Inequalities lead to social unrest and lack of trust in institutions. They are primarily a result of our policy actions and how we shape our societies. Inequalities should therefore be a key priority for the EU as well."
Director of EuroHealthNet
EuroHealthNet recommends that
- A new Commission Vice-President for the Wellbeing Economy be appointed to ensure high-level attention to and coordination of efforts to ensure the health and wellbeing of people and planet. The European Semester, which is the annual cycle of EU economic and social policy coordination, could serve as a key instrument to making this happen.
- The European Health Union (EHU) be expanded to encompass other health priorities, including leadership on the non-communicable diseases (NCD) initiative, and monitoring and acting on health inequalities. From its current initiatives, the EHU should take forward unfinished files from Europe’s Beating Cancer Plan, related to the commercial determinants of health, and lead the roll-out of its comprehensive mental health approach across EU policies and EU Member States.
- The European Pillar of Social Rights, which sets out principles to build a fairer Europe, be a compass for action and a “pillar for health equity”. Action must be taken to realise Principle 16 on equitable and affordable access to (preventative) health services within and between Member States, and to better reflect the principle in Cohesion Policy Funds programming.
- The new Commissioner for Health and Food (Safety) receive a broadened portfolio on food that includes aspects such as healthy nutrition and achieving sustainable food systems. The unfinished business on the Food Information to Consumers (FIC) rules should be a key priority, in addition to a new EU directive regulating marketing and advertising of unhealthy foods and sugary drinks to children.
To help the public health community make better use of EU funding and tools, Caroline Costongs also announced the launch of EuroHealthNet’s new Guide to National Focal Points for EU Programmes, Instruments, and Networks.
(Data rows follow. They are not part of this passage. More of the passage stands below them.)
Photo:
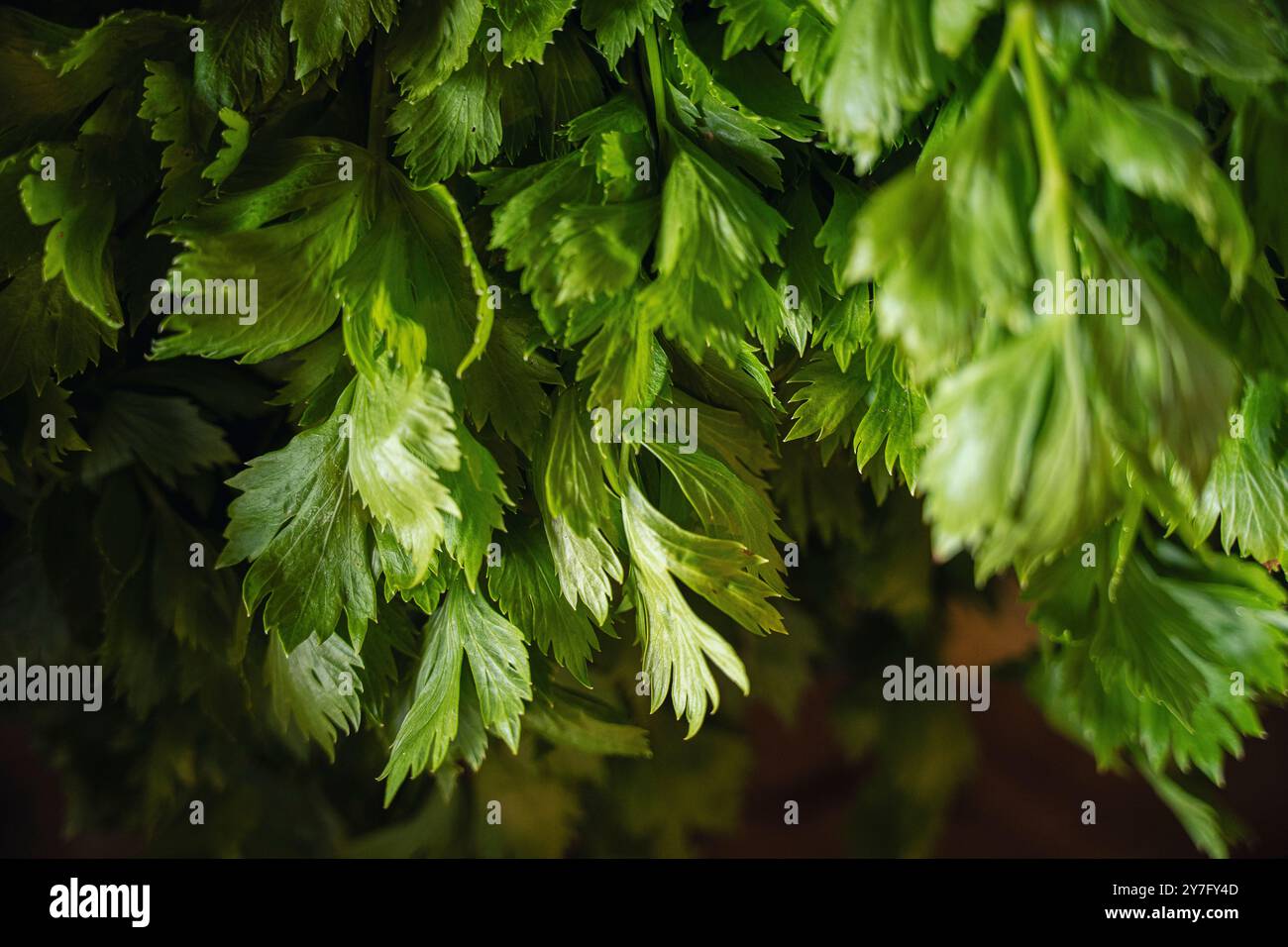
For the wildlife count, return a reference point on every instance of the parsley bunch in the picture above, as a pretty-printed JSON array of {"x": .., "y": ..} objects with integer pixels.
[{"x": 818, "y": 227}]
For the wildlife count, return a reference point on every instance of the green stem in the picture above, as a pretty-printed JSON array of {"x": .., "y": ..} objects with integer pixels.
[
  {"x": 656, "y": 81},
  {"x": 1055, "y": 179},
  {"x": 376, "y": 110}
]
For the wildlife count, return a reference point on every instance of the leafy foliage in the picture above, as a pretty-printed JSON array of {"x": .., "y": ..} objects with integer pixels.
[{"x": 816, "y": 227}]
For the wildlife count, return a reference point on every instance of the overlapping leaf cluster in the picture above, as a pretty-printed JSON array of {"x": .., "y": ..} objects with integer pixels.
[{"x": 475, "y": 222}]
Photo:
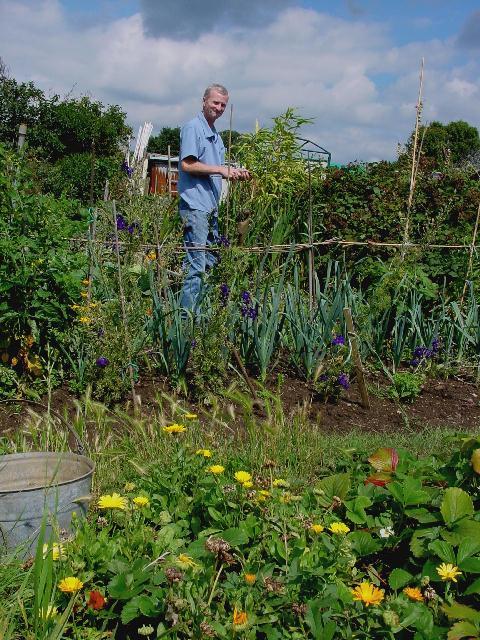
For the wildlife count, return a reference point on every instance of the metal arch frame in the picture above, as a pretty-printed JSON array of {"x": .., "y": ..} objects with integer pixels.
[{"x": 313, "y": 154}]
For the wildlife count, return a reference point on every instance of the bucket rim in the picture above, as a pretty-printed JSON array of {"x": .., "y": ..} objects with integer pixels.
[{"x": 11, "y": 457}]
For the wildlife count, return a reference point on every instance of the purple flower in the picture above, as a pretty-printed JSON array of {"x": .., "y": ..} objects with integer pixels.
[
  {"x": 224, "y": 293},
  {"x": 253, "y": 313},
  {"x": 121, "y": 223},
  {"x": 419, "y": 352},
  {"x": 343, "y": 380}
]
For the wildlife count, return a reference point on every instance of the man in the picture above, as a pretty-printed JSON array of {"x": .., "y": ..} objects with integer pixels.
[{"x": 201, "y": 169}]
It is the first time that one resource brings together information about key contact persons for European funding programmes and technical assistance across EU Member States, to help facilitate more equitable use of these important resources.
Further take aways from European Health Forum Gastein
The Forum’s annual theme was ‘Health Systems in Crisis: Countering Shockwaves and Fatigue.’ Participants acknowledged that the pandemic and post-pandemic period had gravely impacted on the resilience of the health system and health workforce. In response to the health and economic crisis, unprecedented levels of EU funding were released, including the Recovery and Resilience Fund (RRF) and the largest European health programme in history.
Sandra Gallina, Director General for Health and Food Safety at the European Commission (DG SANTE), encouraged Forum participants to build their capacity to absorb these funds in order to ensure sustained high levels of funding in the future. Developing further awareness of and synergies between European programmes can be a fundamental way to achieve this. More should also be done to identify and capitalise on co-benefits (e.g. between EU4Health and the EU Green Deal or EU4Health and the European Child Guarantee).
Adopting a collective vision, such as a Wellbeing Economy, can ensure that funds are optimally utilised to address the greatest challenges our health and social systems face now and in the years to come.